Mauro Biello se souvient quand il avait 10 ans et qu'il jouait devant des gradins remplis au Stade olympique durant la mi-temps des matchs disputés par le Manic de Montréal, de la défunte Ligue nord-américaine de soccer.

Mis à jour le 16 févr. 2009
Bill Beacon LA PRESSE CANADIENNE

Devenu le capitaine de l'Impact de Montréal, Biello, maintenant un vétéran, sera de retour au Stade le 25 février, encore une fois devant une grosse foule d'amateurs de soccer. À cette occasion, l'Impact disputera le match quart de finale de la Ligue des Champions de la CONCACAF au club Santos Laguna, du Mexique.

«Nous jouions lors de la mi-temps d'un match du Manic et, avant la rencontre, un autre joueur et moi-même avions été présentés à l'entraîneur, Eddie Firmani, s'est souvenu Biello lundi. Dix ans plus tard il devenait mon premier entraîneur-chef chez les pros. De bons souvenirs me sont alors revenus en mémoire.»

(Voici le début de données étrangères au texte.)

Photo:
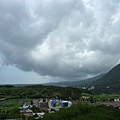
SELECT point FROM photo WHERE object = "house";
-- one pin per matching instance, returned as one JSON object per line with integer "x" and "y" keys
{"x": 116, "y": 99}
{"x": 65, "y": 103}
{"x": 43, "y": 105}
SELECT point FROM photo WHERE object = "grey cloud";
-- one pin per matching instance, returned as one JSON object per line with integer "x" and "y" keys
{"x": 61, "y": 39}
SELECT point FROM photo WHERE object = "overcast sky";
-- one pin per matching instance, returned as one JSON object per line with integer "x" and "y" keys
{"x": 56, "y": 40}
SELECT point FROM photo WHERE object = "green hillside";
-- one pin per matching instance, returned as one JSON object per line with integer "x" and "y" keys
{"x": 110, "y": 83}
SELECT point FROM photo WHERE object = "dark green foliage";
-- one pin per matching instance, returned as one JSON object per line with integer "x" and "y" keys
{"x": 35, "y": 109}
{"x": 110, "y": 83}
{"x": 85, "y": 112}
{"x": 39, "y": 91}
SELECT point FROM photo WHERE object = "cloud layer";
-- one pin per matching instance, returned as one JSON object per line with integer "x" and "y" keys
{"x": 62, "y": 39}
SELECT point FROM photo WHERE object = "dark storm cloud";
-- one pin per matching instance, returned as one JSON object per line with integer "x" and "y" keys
{"x": 62, "y": 39}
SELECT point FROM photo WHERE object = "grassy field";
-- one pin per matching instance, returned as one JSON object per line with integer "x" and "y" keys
{"x": 11, "y": 104}
{"x": 106, "y": 97}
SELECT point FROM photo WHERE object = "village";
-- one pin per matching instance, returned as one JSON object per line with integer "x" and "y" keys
{"x": 53, "y": 105}
{"x": 43, "y": 106}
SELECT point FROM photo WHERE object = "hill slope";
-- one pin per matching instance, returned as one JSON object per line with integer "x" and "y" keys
{"x": 110, "y": 83}
{"x": 80, "y": 83}
{"x": 112, "y": 77}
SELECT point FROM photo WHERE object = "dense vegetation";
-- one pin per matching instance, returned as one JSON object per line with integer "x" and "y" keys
{"x": 110, "y": 83}
{"x": 17, "y": 96}
{"x": 85, "y": 112}
{"x": 40, "y": 91}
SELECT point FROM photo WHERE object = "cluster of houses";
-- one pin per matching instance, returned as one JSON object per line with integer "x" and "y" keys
{"x": 43, "y": 105}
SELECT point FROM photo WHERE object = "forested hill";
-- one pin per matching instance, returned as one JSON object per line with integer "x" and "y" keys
{"x": 80, "y": 83}
{"x": 112, "y": 77}
{"x": 110, "y": 83}
{"x": 40, "y": 91}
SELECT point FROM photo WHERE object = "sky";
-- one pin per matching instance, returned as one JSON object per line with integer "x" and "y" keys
{"x": 57, "y": 40}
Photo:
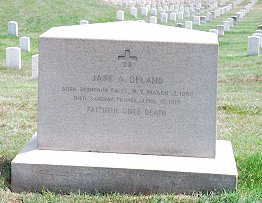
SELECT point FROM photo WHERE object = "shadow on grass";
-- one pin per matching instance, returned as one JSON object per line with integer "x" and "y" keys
{"x": 5, "y": 172}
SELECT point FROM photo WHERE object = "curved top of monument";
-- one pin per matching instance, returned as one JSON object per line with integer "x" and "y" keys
{"x": 131, "y": 31}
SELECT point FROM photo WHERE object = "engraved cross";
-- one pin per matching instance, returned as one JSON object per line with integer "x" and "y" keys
{"x": 127, "y": 59}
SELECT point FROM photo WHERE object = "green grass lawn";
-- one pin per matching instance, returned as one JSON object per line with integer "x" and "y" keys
{"x": 239, "y": 117}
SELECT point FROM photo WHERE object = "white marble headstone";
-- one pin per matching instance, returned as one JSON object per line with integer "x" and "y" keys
{"x": 24, "y": 43}
{"x": 12, "y": 28}
{"x": 13, "y": 57}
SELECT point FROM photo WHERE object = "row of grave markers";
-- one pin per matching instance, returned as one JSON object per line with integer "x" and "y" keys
{"x": 173, "y": 14}
{"x": 13, "y": 54}
{"x": 255, "y": 41}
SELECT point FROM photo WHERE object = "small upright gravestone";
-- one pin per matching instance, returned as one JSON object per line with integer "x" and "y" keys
{"x": 12, "y": 28}
{"x": 13, "y": 57}
{"x": 135, "y": 116}
{"x": 35, "y": 66}
{"x": 188, "y": 24}
{"x": 253, "y": 45}
{"x": 133, "y": 12}
{"x": 83, "y": 22}
{"x": 153, "y": 19}
{"x": 215, "y": 31}
{"x": 154, "y": 12}
{"x": 196, "y": 20}
{"x": 260, "y": 36}
{"x": 172, "y": 16}
{"x": 144, "y": 11}
{"x": 120, "y": 15}
{"x": 163, "y": 17}
{"x": 220, "y": 29}
{"x": 24, "y": 43}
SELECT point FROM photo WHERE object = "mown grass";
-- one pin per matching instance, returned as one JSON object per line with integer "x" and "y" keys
{"x": 239, "y": 112}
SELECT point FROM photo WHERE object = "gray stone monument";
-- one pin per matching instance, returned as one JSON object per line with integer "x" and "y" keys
{"x": 12, "y": 28}
{"x": 13, "y": 57}
{"x": 83, "y": 22}
{"x": 126, "y": 113}
{"x": 35, "y": 59}
{"x": 120, "y": 15}
{"x": 24, "y": 43}
{"x": 253, "y": 45}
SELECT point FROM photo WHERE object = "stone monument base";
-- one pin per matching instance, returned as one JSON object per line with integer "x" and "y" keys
{"x": 65, "y": 171}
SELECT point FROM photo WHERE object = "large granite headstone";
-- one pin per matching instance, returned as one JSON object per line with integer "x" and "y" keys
{"x": 123, "y": 110}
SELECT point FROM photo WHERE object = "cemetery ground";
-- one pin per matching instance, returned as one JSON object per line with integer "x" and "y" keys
{"x": 239, "y": 102}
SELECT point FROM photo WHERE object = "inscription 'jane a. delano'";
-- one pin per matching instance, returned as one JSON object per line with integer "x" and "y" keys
{"x": 133, "y": 79}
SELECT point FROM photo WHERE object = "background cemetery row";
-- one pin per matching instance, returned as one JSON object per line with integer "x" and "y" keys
{"x": 239, "y": 93}
{"x": 188, "y": 14}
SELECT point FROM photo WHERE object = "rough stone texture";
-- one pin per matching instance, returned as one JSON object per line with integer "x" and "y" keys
{"x": 172, "y": 16}
{"x": 35, "y": 66}
{"x": 253, "y": 45}
{"x": 155, "y": 104}
{"x": 24, "y": 43}
{"x": 226, "y": 24}
{"x": 120, "y": 15}
{"x": 154, "y": 12}
{"x": 153, "y": 19}
{"x": 12, "y": 28}
{"x": 61, "y": 171}
{"x": 180, "y": 25}
{"x": 13, "y": 57}
{"x": 220, "y": 29}
{"x": 260, "y": 36}
{"x": 163, "y": 17}
{"x": 133, "y": 12}
{"x": 196, "y": 20}
{"x": 215, "y": 31}
{"x": 144, "y": 11}
{"x": 180, "y": 16}
{"x": 203, "y": 20}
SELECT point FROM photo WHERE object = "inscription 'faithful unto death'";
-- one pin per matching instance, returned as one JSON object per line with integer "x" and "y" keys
{"x": 149, "y": 90}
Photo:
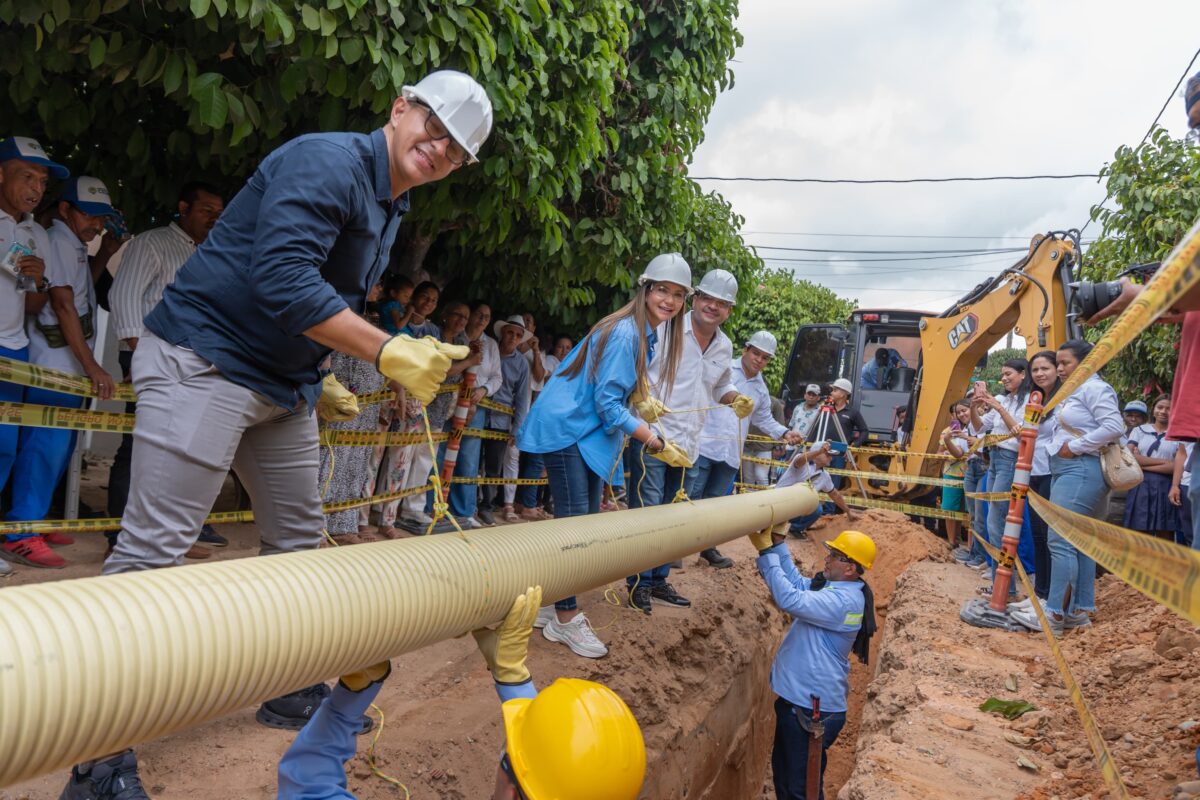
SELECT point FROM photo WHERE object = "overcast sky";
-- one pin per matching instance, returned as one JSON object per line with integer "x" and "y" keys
{"x": 913, "y": 89}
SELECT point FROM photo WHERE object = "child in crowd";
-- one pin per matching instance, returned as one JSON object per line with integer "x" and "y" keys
{"x": 395, "y": 311}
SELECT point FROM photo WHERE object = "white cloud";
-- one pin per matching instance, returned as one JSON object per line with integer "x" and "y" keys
{"x": 898, "y": 89}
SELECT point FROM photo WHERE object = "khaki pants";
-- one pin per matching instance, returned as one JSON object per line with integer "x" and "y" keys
{"x": 192, "y": 426}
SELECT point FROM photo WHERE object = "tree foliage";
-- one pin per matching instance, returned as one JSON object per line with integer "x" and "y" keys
{"x": 780, "y": 302}
{"x": 599, "y": 106}
{"x": 1156, "y": 192}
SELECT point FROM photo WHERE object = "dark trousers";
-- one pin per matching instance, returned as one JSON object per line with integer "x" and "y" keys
{"x": 1038, "y": 528}
{"x": 790, "y": 756}
{"x": 493, "y": 467}
{"x": 119, "y": 475}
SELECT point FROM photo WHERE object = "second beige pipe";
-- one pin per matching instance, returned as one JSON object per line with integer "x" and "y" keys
{"x": 93, "y": 666}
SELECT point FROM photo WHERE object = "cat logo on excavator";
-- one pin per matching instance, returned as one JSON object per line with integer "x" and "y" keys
{"x": 964, "y": 330}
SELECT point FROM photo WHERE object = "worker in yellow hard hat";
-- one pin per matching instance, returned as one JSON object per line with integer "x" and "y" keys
{"x": 574, "y": 740}
{"x": 833, "y": 614}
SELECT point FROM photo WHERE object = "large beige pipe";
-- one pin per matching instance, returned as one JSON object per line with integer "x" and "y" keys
{"x": 93, "y": 666}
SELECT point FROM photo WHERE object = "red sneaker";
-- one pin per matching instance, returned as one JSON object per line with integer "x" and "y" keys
{"x": 34, "y": 552}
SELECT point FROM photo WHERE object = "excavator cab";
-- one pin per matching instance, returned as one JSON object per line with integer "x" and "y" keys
{"x": 879, "y": 352}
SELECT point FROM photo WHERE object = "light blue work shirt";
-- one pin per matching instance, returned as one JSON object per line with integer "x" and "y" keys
{"x": 589, "y": 410}
{"x": 313, "y": 767}
{"x": 814, "y": 657}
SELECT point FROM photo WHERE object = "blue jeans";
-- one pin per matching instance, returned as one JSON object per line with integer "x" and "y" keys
{"x": 10, "y": 434}
{"x": 42, "y": 458}
{"x": 649, "y": 486}
{"x": 790, "y": 756}
{"x": 972, "y": 479}
{"x": 1000, "y": 479}
{"x": 711, "y": 479}
{"x": 463, "y": 497}
{"x": 576, "y": 491}
{"x": 531, "y": 469}
{"x": 1078, "y": 485}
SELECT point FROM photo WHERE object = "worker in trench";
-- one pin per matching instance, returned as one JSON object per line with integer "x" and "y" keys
{"x": 227, "y": 373}
{"x": 833, "y": 614}
{"x": 575, "y": 739}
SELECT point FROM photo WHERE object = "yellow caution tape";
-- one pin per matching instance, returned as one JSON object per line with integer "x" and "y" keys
{"x": 1163, "y": 571}
{"x": 1176, "y": 276}
{"x": 1099, "y": 747}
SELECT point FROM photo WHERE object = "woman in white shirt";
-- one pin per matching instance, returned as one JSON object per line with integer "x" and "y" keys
{"x": 1087, "y": 420}
{"x": 1147, "y": 506}
{"x": 1001, "y": 415}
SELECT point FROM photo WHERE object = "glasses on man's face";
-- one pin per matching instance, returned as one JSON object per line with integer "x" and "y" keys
{"x": 455, "y": 152}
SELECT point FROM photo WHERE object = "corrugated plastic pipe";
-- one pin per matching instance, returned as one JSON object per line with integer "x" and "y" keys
{"x": 93, "y": 666}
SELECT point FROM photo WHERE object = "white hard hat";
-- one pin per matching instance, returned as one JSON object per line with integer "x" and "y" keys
{"x": 765, "y": 341}
{"x": 720, "y": 284}
{"x": 669, "y": 268}
{"x": 460, "y": 102}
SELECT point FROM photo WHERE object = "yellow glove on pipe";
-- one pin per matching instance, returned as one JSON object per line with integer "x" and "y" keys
{"x": 418, "y": 365}
{"x": 673, "y": 455}
{"x": 742, "y": 405}
{"x": 336, "y": 403}
{"x": 507, "y": 648}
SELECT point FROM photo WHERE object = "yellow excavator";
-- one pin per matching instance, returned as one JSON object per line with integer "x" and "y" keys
{"x": 1036, "y": 299}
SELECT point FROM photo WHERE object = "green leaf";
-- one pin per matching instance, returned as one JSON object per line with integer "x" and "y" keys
{"x": 96, "y": 52}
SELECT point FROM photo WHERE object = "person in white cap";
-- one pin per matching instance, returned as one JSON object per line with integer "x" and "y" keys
{"x": 582, "y": 417}
{"x": 24, "y": 247}
{"x": 61, "y": 336}
{"x": 703, "y": 379}
{"x": 227, "y": 371}
{"x": 726, "y": 428}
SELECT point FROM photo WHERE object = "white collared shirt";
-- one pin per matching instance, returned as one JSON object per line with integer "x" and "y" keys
{"x": 67, "y": 266}
{"x": 1093, "y": 411}
{"x": 724, "y": 433}
{"x": 702, "y": 378}
{"x": 148, "y": 266}
{"x": 12, "y": 302}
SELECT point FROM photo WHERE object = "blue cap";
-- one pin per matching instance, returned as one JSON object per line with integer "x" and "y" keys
{"x": 90, "y": 196}
{"x": 19, "y": 146}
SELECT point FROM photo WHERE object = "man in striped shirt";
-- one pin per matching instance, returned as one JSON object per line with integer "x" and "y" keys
{"x": 148, "y": 266}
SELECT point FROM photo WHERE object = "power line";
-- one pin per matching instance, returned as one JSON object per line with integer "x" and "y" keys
{"x": 863, "y": 181}
{"x": 1151, "y": 128}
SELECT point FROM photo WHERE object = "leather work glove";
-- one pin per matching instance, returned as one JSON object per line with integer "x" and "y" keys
{"x": 672, "y": 455}
{"x": 357, "y": 681}
{"x": 418, "y": 365}
{"x": 507, "y": 648}
{"x": 742, "y": 405}
{"x": 336, "y": 403}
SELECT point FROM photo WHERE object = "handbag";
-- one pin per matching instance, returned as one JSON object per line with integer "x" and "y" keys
{"x": 1121, "y": 470}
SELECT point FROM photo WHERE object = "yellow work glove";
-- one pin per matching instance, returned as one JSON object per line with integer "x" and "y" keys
{"x": 742, "y": 405}
{"x": 673, "y": 455}
{"x": 357, "y": 681}
{"x": 336, "y": 403}
{"x": 507, "y": 648}
{"x": 418, "y": 365}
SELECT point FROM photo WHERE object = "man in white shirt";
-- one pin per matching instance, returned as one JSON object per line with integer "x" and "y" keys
{"x": 725, "y": 429}
{"x": 702, "y": 379}
{"x": 149, "y": 264}
{"x": 61, "y": 336}
{"x": 24, "y": 247}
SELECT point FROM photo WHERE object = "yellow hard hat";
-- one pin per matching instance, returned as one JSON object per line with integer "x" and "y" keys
{"x": 855, "y": 545}
{"x": 576, "y": 740}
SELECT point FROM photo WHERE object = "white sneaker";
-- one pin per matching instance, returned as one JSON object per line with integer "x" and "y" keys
{"x": 577, "y": 636}
{"x": 545, "y": 614}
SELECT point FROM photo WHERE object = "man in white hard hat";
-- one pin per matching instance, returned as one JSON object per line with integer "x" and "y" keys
{"x": 726, "y": 428}
{"x": 703, "y": 379}
{"x": 227, "y": 371}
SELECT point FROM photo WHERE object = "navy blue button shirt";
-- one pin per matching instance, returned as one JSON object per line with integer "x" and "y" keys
{"x": 307, "y": 236}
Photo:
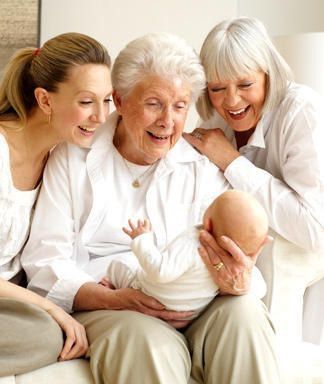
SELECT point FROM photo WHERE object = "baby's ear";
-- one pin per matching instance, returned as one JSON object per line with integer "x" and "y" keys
{"x": 208, "y": 225}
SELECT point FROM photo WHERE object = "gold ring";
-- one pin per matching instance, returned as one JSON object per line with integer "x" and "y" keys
{"x": 218, "y": 266}
{"x": 197, "y": 135}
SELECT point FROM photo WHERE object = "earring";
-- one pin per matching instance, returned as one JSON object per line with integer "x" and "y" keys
{"x": 49, "y": 119}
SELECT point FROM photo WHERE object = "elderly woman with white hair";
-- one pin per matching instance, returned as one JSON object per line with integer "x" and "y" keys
{"x": 139, "y": 166}
{"x": 266, "y": 134}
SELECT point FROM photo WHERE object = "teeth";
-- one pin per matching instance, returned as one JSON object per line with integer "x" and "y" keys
{"x": 88, "y": 129}
{"x": 237, "y": 112}
{"x": 159, "y": 137}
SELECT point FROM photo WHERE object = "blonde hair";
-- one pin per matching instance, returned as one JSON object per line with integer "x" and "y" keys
{"x": 162, "y": 54}
{"x": 45, "y": 67}
{"x": 233, "y": 49}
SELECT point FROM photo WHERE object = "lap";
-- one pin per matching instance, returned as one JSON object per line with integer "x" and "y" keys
{"x": 25, "y": 328}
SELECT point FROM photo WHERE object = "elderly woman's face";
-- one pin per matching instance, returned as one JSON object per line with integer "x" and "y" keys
{"x": 153, "y": 117}
{"x": 239, "y": 102}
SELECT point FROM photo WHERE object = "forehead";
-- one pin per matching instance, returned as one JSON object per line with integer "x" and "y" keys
{"x": 156, "y": 86}
{"x": 88, "y": 77}
{"x": 257, "y": 76}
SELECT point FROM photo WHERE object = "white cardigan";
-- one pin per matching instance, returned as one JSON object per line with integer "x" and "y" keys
{"x": 75, "y": 197}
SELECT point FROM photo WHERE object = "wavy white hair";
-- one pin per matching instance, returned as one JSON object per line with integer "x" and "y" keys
{"x": 234, "y": 48}
{"x": 162, "y": 54}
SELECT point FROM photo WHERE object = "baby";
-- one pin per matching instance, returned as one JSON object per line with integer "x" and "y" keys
{"x": 176, "y": 276}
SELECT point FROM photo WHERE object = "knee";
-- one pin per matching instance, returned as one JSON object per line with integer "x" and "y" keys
{"x": 143, "y": 332}
{"x": 236, "y": 312}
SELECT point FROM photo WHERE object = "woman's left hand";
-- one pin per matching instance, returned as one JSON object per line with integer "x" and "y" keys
{"x": 213, "y": 144}
{"x": 230, "y": 268}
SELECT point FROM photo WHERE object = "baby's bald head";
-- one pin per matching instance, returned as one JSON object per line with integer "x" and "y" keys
{"x": 239, "y": 216}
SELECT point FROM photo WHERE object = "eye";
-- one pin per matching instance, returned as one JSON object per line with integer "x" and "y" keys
{"x": 181, "y": 105}
{"x": 216, "y": 89}
{"x": 245, "y": 85}
{"x": 152, "y": 103}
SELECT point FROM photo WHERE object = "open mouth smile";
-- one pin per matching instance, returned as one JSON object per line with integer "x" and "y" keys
{"x": 158, "y": 137}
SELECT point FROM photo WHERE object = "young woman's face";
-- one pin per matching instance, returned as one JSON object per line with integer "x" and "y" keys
{"x": 81, "y": 104}
{"x": 239, "y": 102}
{"x": 153, "y": 118}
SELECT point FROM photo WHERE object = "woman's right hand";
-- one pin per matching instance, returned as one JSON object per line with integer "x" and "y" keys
{"x": 76, "y": 343}
{"x": 135, "y": 300}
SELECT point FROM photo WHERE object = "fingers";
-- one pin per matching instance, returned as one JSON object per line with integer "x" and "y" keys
{"x": 233, "y": 249}
{"x": 215, "y": 252}
{"x": 76, "y": 343}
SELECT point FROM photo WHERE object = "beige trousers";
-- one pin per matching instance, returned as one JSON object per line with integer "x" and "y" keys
{"x": 29, "y": 337}
{"x": 232, "y": 342}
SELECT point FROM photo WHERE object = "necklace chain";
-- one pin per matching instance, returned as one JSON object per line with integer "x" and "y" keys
{"x": 136, "y": 180}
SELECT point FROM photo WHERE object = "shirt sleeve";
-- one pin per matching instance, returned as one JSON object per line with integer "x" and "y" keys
{"x": 166, "y": 265}
{"x": 294, "y": 200}
{"x": 50, "y": 255}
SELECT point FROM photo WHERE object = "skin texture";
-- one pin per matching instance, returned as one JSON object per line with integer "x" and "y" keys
{"x": 248, "y": 92}
{"x": 239, "y": 216}
{"x": 153, "y": 118}
{"x": 81, "y": 101}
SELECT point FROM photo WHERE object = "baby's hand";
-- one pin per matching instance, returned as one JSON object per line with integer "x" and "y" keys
{"x": 143, "y": 226}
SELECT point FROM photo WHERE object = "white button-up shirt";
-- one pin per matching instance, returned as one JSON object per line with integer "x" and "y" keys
{"x": 76, "y": 198}
{"x": 282, "y": 165}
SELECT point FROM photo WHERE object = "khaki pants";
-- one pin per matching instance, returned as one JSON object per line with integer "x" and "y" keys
{"x": 29, "y": 338}
{"x": 232, "y": 342}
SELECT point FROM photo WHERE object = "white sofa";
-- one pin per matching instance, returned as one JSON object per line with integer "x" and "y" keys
{"x": 288, "y": 272}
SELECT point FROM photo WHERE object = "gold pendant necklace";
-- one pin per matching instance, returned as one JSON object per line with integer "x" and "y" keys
{"x": 136, "y": 180}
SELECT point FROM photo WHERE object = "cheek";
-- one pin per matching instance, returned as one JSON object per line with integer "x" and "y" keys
{"x": 215, "y": 100}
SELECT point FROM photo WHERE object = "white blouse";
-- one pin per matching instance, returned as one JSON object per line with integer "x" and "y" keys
{"x": 282, "y": 165}
{"x": 16, "y": 210}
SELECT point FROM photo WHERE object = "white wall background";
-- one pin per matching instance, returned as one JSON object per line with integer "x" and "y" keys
{"x": 116, "y": 22}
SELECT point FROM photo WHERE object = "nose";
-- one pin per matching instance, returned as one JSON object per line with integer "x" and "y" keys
{"x": 100, "y": 114}
{"x": 232, "y": 97}
{"x": 165, "y": 119}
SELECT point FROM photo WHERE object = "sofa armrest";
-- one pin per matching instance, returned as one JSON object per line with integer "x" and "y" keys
{"x": 288, "y": 271}
{"x": 74, "y": 371}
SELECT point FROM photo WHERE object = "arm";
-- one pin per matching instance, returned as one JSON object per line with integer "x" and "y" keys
{"x": 238, "y": 273}
{"x": 76, "y": 343}
{"x": 159, "y": 266}
{"x": 291, "y": 188}
{"x": 54, "y": 259}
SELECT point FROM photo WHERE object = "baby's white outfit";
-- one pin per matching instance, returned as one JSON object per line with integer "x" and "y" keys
{"x": 175, "y": 276}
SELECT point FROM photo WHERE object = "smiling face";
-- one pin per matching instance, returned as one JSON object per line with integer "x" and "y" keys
{"x": 239, "y": 102}
{"x": 153, "y": 117}
{"x": 81, "y": 104}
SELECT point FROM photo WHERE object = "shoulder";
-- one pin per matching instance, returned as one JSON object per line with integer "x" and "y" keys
{"x": 299, "y": 96}
{"x": 214, "y": 121}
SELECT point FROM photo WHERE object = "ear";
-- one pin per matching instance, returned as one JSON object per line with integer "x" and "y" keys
{"x": 208, "y": 225}
{"x": 117, "y": 101}
{"x": 42, "y": 97}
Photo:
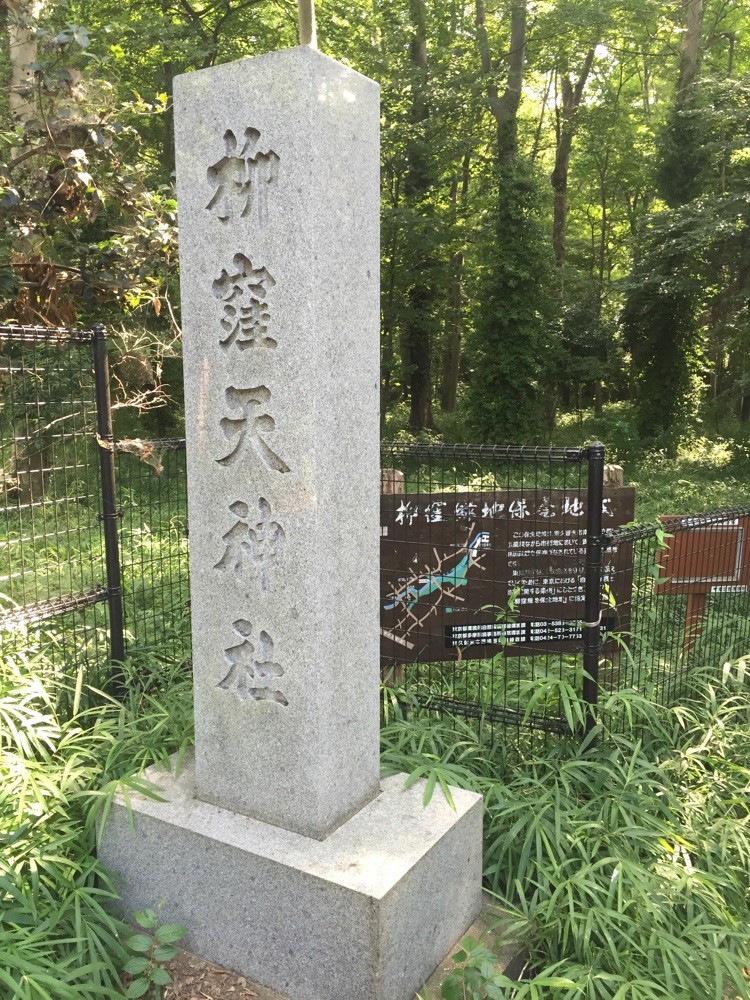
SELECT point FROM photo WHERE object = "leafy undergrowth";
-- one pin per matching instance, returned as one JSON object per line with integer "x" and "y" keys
{"x": 60, "y": 765}
{"x": 625, "y": 866}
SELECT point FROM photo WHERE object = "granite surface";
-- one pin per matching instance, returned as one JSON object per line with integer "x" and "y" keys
{"x": 369, "y": 912}
{"x": 278, "y": 193}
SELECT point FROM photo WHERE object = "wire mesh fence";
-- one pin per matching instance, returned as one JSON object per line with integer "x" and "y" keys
{"x": 52, "y": 575}
{"x": 152, "y": 494}
{"x": 688, "y": 581}
{"x": 495, "y": 606}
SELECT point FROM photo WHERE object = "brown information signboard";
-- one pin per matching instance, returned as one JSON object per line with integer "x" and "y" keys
{"x": 702, "y": 559}
{"x": 452, "y": 562}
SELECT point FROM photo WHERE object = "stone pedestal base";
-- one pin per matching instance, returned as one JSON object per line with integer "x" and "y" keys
{"x": 369, "y": 912}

Selon l'organisation de l'Impact, plus de 43 000 billets ont été vendus, et une foule excédant les 50 000 spectateurs n'est pas exclue pour la rencontre quart de final du 25 février.

Environ 3000 places viendront s'ajouter aux 55 000 sièges du Stade olympique, au niveau du terrain. Cette mesure vise à répondre à la demande en vue de cet événement dont les billets s'arrachent, et ce dans une ville qui n'en a habituellement que pour le hockey et le Canadien.

Montréal n'a pas connu d'aussi grosses foules pour un match de soccer depuis les jours de gloire du Manic, qui avaient attiré 58 000 amateurs pour une partie des séries contre le le Sting de Chicago, en 1981.

«Tout le monde est excité, précise Biello. Nous nous attendons à une grosse foule. Le soccer vient de loin. On dirait un rêve impossible mais avec beaucoup de travail au fil des ans, tant sur le terrain qu'à l'extérieur. Ce que nous avons accompli est extraordinaire. Espérons que ce sera un succès et que ça continuera à croître.»

Toutefois, alors que le Manic a commencé en grande pompe avant de rapidement perdre des plumes dans une ligue qui allait éventuellement être rayée de la carte, l'Impact, lui, s'est bâti une clientèle de façon progressive depuis ses débuts dans les années 90.

Le club est maintenant à quelques jours de remplir le Stade olympique et d'attirer les projecteurs sur lui, du moins pour une journée, tant à Montréal qu'à l'extérieur de la ville.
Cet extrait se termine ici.